Advanced Learning (ENSAE)
Auctions and Matchings
Auctions & Matching: Learning and Approximations (3A)
Billions of auctions are run everyday, in the amazingly huge online advertisement market. They require a complete knowledge of the different mechanism, how to improve them using past data and how to learn « good/reasonable/optimal » strategies. Matchings are also nowadays already quite important (allocation of students to universities) but will certainly become more and more used on local markets.
During the 8 lectures, we will first introduce the general concept of mechanism design, and especially auctions (1st/2nd price, combinatorial, VCG) and (stable) matchings that are or can be used in practice. The main questions are their approximation, optimisation and learning based on past data in a dynamical setting. We will introduce and study the main classical tools with a specific focus on prophet inequalities and secretary problems, but also quick reminder on statistical theory, multi-armed bandits and online algorithms.
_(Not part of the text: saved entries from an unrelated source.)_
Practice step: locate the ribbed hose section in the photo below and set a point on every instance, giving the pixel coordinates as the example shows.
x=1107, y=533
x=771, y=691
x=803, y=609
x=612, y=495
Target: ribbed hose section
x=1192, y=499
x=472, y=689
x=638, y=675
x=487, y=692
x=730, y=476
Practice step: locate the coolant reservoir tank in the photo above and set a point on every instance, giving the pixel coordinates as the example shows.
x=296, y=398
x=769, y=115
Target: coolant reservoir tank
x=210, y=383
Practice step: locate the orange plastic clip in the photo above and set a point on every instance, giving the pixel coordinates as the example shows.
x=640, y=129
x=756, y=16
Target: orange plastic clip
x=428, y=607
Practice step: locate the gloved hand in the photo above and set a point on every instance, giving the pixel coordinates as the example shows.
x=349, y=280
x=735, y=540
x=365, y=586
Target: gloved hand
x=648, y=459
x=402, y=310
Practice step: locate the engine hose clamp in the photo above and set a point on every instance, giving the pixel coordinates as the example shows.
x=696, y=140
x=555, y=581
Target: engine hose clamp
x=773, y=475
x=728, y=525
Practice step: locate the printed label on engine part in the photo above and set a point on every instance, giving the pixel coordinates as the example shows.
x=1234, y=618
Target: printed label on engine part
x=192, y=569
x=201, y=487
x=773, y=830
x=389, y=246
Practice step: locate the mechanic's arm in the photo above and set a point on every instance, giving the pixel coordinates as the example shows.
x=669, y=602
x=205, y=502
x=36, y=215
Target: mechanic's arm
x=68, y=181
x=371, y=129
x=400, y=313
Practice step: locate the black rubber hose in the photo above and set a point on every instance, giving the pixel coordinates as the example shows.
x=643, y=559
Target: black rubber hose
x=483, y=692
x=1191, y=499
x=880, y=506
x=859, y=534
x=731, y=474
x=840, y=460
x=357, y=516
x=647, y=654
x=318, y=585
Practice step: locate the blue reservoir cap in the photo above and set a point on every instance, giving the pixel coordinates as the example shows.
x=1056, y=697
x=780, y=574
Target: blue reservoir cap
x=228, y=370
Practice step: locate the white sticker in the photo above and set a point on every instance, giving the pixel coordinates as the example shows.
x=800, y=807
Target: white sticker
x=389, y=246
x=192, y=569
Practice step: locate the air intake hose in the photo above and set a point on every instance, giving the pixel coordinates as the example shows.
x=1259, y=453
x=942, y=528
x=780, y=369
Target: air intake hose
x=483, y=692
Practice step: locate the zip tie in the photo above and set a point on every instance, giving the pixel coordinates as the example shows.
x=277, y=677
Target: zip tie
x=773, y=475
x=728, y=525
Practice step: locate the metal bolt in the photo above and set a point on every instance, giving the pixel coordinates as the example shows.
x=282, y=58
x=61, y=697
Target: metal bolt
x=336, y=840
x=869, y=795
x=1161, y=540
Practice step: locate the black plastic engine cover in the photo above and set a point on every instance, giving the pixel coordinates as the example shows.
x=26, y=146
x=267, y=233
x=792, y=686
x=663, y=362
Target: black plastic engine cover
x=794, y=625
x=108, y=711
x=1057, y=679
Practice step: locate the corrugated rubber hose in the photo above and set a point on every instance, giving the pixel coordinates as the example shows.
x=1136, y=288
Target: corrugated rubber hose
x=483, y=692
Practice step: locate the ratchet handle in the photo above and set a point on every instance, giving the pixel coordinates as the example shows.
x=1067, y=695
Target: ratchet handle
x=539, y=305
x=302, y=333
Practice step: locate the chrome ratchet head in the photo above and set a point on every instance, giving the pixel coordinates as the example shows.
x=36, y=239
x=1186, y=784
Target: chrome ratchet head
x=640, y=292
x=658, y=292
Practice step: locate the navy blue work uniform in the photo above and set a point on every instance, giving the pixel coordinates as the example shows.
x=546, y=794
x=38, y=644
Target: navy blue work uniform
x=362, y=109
This course will be at the intersection of mathematics (statistics, optimization), computer science (complexity, approximation), and economics (strategies, equilibria and applications). Yet it should not have strong prerequisites. The evaluation will be a written exam.
At the end of this course, students will be able to :
Compute optimal strategies and design mechanisms (especially auctions and matchings)
Find the sample complexity of approximate mechanism
Design and analyse online algorithms
Prove and generalise prophet inequalities
Advanced Machine Learning (3A)
This course presents the mathematical foundations of machine learning, with a specific focus on binary classification and its statistical complexity and properties. The major algorithms and techniques (SVM, neural nets, boosting) will also be presented and discussed.
They are going to be further analyzed and implemented in practical sessions.
Introduction to Machine Learning (2A)
This course is composed of 10 small and independent lectures that each focuses on a different concept, algorithm or techniques of machine learning. At the end of the course, the students will have a broad knowledge on what is possible to do, and how, with machine learning.